# SQL: Advanced Concepts

-----

In this notebook, we focus on several advanced SQL concepts that build on the previous discussion of manipulating data and data structures within a relational database. Specifically, we will introduce the primary key, foreign key, table joins, and order by clause and demonstrate how they can be performed by using the SQLite relational database. 

-----

## Table of Contents

[Primary Key and Foreign Key](#Primary-Key-and-Foreign-Key)  
[Joins](#Joins)  
[Order By Clause](#Order-By-Clause)  

----

[[Back to TOC]](#Table-of-Contents)

## Primary Key and Foreign Key

### Primary Key

A primary key is a special relational database table column (or combination of columns) designated to uniquely identify all table records. Primary key must contain a unique value for each row of data.

By default, SQLite provides a rowid column for all tables. This value provides a unique identifier for each row, which can be an important constraint for relational database tables. However, this can increase the size of your table because an extra column has been added simply to provide a unique identifier. To prevent the automatic creation of this identifying column, you can specify the `WITHOUT ROWID` clause when creating a new table. 
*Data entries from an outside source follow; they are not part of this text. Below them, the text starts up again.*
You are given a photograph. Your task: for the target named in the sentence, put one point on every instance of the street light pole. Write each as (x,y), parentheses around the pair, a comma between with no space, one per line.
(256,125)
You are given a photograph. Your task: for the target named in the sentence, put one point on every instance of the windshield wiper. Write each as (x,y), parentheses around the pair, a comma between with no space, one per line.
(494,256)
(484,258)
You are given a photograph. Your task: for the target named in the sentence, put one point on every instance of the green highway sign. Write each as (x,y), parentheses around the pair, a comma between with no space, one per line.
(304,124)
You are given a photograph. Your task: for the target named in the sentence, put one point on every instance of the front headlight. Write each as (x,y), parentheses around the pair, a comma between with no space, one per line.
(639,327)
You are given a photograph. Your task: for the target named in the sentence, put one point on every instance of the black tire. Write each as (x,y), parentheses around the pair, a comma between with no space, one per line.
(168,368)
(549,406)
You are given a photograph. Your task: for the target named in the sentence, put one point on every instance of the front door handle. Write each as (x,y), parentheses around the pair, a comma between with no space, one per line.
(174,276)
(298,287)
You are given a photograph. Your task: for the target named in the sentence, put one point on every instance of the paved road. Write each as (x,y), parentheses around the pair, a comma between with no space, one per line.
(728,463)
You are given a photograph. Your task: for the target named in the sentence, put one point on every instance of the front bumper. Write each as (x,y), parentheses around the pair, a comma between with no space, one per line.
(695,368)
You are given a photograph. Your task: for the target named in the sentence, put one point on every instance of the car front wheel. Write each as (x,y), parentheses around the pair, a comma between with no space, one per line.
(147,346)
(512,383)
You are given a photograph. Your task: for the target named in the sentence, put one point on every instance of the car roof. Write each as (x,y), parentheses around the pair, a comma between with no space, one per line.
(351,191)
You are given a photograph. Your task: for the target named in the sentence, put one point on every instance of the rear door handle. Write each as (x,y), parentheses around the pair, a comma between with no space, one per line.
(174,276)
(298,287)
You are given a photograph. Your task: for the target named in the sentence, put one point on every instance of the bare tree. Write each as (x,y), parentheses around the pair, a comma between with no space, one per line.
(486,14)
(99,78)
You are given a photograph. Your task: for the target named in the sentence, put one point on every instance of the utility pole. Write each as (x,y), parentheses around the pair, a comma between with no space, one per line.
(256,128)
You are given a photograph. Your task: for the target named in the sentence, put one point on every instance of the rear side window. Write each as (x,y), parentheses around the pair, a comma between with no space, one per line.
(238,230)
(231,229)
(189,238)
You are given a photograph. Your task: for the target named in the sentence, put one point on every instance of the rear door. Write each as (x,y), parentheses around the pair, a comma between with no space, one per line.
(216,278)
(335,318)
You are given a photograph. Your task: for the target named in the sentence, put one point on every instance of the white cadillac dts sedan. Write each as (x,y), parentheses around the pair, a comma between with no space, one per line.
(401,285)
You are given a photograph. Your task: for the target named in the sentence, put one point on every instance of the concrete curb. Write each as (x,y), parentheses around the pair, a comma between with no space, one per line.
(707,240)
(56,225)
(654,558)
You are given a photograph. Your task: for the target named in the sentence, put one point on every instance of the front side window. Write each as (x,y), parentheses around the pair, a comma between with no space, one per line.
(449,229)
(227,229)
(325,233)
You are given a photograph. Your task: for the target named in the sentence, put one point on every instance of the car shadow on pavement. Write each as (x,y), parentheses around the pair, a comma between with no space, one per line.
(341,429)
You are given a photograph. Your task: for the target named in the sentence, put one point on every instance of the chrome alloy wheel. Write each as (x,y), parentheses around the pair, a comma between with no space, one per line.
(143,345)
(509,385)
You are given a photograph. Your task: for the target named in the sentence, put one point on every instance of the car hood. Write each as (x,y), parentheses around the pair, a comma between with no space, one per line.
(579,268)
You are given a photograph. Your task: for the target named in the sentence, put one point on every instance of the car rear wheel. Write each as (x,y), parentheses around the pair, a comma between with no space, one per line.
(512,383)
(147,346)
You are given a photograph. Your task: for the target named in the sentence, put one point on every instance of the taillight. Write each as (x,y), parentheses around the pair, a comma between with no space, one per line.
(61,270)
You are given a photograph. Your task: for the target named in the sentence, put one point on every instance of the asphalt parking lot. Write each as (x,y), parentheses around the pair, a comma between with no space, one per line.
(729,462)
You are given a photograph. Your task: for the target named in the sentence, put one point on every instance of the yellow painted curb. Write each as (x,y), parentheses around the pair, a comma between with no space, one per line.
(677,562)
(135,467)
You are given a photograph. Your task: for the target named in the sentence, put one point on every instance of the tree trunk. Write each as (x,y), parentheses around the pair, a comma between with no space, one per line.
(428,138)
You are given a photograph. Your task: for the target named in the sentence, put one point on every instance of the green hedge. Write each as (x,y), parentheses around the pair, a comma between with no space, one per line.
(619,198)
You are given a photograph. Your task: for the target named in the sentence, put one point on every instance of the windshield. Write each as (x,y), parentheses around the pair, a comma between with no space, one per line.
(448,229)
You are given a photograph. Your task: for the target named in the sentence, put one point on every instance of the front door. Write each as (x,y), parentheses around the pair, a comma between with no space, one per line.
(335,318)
Rather than using an automatic row identifier, you can indicate that one or more columns should be used to provide the unique identifier. This is accomplished by explicitly identifying the relevant column or columns during table creation. This can be done in two manners. First, if one specific column will be used, you can append the `PRIMARY KEY` qualifier to the relevant column when constructing the table. For example, the following example specifies that `columnOne` is an integer column that must have a non-null value that also serves as the primary key for `myTable`.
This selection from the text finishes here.